CompeteExperiment¶

There are still many challenges in the machine learning modeling process for tabular data, such as imbalanced data, data drift, poor generalization ability, etc. This challenges cannot be completely solved by pipeline search, so we introduced in HyperGBM a more powerful tool is CompeteExperiment.

CompteExperiment is composed of a series of steps and Pipeline Search is just one step. It also includes advanced steps such as data cleaning, data drift handling, two-stage search, ensemble etc., as shown in the figure below: _images/hypergbm-competeexperiment.png

Code example

from hypergbm import make_experiment
from hypergbm.search_space import search_space_general
import pandas as pd
import logging

# load data into Pandas DataFrame
df = pd.read_csv('[train_data_file]')
target = 'target'

#create an experiment
experiment = make_experiment(df, target=target, 
                 search_space=lambda: search_space_general(class_balancing='SMOTE',n_estimators=300, early_stopping_rounds=10, verbose=0),
                 collinearity_detection=False,
                 drift_detection=True,
                 feature_reselection=False,
                 feature_reselection_estimator_size=10,
                 feature_reselection_threshold=1e-5,
                 ensemble_size=20,
                 pseudo_labeling=False,
                 pseudo_labeling_proba_threshold=0.8,
                 pseudo_labeling_resplit=False,
                 retrain_on_wholedata=False,
                 log_level=logging.ERROR,)

#run experiment
estimator = experiment.run()

# predict on real data
pred = estimator.predict(X_real)

Required Parameters

hyper_model: hypergbm.HyperGBM, A HyperGBM instance
X_train: Pandas or Dask DataFrame, Feature data for training
y_train: Pandas or Dask Series, Target values for training

Optinal Parameters

X_eval: (Pandas or Dask DataFrame) or None, (default=None), Feature data for evaluation
y_eval: (Pandas or Dask Series) or None, (default=None), Target values for evaluation
X_test: (Pandas or Dask Series) or None, (default=None), Unseen data without target values for semi-supervised learning
eval_size: float or int, (default=None), Only valid when X_eval or y_eval is None. If float, should be between 0.0 and 1.0 and represent the proportion of the dataset to include in the eval split. If int, represents the absolute number of test samples. If None, the value is set to the complement of the train size.
train_test_split_strategy: ‘adversarial_validation’ or None, (default=None), Only valid when X_eval or y_eval is None. If None, use eval_size to split the dataset, otherwise use adversarial validation approach.
cv: bool, (default=False), If True, use cross-validation instead of evaluation set reward to guide the search process
num_folds: int, (default=3), Number of cross-validated folds, only valid when cv is true
task: str or None, optinal(default=None), Task type(binary, multiclass or regression). If None, inference the type of task automatically
callbacks: list of callback functions or None, (default=None), List of callback functions that are applied at each experiment step.
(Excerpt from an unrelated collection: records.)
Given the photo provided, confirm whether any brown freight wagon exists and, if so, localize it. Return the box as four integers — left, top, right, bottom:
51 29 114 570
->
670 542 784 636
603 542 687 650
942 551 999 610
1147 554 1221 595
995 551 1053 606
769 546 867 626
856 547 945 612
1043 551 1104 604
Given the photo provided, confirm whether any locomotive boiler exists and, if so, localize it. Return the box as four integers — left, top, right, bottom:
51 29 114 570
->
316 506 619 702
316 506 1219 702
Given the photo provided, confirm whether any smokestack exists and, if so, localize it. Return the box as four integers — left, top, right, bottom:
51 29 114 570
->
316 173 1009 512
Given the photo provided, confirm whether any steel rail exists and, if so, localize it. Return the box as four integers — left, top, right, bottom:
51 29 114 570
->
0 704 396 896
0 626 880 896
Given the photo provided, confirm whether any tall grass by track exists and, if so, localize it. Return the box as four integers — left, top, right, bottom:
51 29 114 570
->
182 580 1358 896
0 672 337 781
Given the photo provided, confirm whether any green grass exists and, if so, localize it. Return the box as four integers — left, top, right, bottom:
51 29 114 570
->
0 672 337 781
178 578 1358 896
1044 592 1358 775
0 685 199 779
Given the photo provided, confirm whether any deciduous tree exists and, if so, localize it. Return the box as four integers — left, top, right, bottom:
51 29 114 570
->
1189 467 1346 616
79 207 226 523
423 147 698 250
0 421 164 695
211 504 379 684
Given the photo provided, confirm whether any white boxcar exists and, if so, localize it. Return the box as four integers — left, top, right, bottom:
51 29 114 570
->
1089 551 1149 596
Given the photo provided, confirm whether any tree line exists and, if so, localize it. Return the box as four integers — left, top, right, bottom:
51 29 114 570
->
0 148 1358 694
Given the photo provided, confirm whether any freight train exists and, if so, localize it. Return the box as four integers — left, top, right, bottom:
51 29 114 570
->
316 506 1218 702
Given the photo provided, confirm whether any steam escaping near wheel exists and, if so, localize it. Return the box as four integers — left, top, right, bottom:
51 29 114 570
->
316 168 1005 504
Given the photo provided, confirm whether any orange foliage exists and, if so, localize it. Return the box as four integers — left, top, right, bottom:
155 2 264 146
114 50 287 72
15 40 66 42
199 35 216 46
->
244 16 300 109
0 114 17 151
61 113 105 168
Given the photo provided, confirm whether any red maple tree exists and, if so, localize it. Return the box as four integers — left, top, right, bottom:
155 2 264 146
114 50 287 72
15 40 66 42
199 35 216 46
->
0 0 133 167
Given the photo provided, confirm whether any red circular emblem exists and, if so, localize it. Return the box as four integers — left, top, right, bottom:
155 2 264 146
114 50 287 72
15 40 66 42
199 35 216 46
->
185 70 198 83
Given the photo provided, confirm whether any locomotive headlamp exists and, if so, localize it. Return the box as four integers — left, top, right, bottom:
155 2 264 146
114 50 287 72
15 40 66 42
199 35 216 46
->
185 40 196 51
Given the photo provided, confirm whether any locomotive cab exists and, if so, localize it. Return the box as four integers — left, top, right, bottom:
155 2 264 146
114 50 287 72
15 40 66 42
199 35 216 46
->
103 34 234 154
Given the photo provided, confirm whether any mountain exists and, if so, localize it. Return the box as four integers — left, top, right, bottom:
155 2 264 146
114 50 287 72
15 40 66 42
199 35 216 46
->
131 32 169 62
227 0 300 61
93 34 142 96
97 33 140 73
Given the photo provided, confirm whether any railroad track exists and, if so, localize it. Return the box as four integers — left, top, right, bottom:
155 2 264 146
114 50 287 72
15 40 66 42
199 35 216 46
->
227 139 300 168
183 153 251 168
See hypernets.experiment.ExperimentCallback for more information.
random_state: int or RandomState instance, (default=9527), Controls the shuffling applied to the data before applying the split.
scorer: str, callable or None, (default=None), Scorer to used for feature importance evaluation and ensemble. It can be a single string (see get_scorer) or a callable (see make_scorer). If None, exception will occur.
data_cleaner_args: dict, (default=None), dictionary of parameters to initialize the DataCleaner instance. If None, DataCleaner will initialized with default values.
collinearity_detection: bool, (default=False), Whether to clear multicollinearity features
drift_detection: bool,(default=True), Whether to enable data drift detection and processing. Only valid when X_test is provided. Concept drift in the input data is one of the main challenges. Over time, it will worsen the performance of model on new data. We introduce an adversarial validation approach to concept drift problems in HyperGBM. This approach will detect concept drift and identify the drifted features and process them automatically.
feature_reselection: bool, (default=True), Whether to enable two stage feature selection and searching
feature_reselection_estimator_size: int, (default=10), The number of estimator to evaluate feature importance. Only valid when feature_reselection is True.
feature_reselection_threshold: float, (default=1e-5), The threshold for feature selection. Features with importance below the threshold will be dropped. Only valid when feature_reselection is True.
ensemble_size: int, (default=20), The number of estimator to ensemble. During the AutoML process, a lot of models will be generated with different preprocessing pipelines, different models, and different hyperparameters. Usually selecting some of the models that perform well to ensemble can obtain better generalization ability than just selecting the single best model.
pseudo_labeling: bool, (default=False), Whether to enable pseudo labeling. Pseudo labeling is a semi-supervised learning technique, instead of manually labeling the unlabelled data, we give approximate labels on the basis of the labelled data. Pseudo-labeling can sometimes improve the generalization capabilities of the model.
pseudo_labeling_proba_threshold: float, (default=0.8), Confidence threshold of pseudo-label samples. Only valid when feature_reselection is True.
pseudo_labeling_resplit: bool, (default=False), Whether to re-split the training set and evaluation set after adding pseudo-labeled data. If False, the pseudo-labeled data is only appended to the training set. Only valid when feature_reselection is True.
retrain_on_wholedata: bool, (default=False), Whether to retrain the model with whole data after the search is completed.
log_level: int or None, (default=None), Level of logging, possible values:[logging.CRITICAL, logging.FATAL, logging.ERROR, logging.WARNING, logging.WARN, logging.INFO, logging.DEBUG, logging.NOTSET]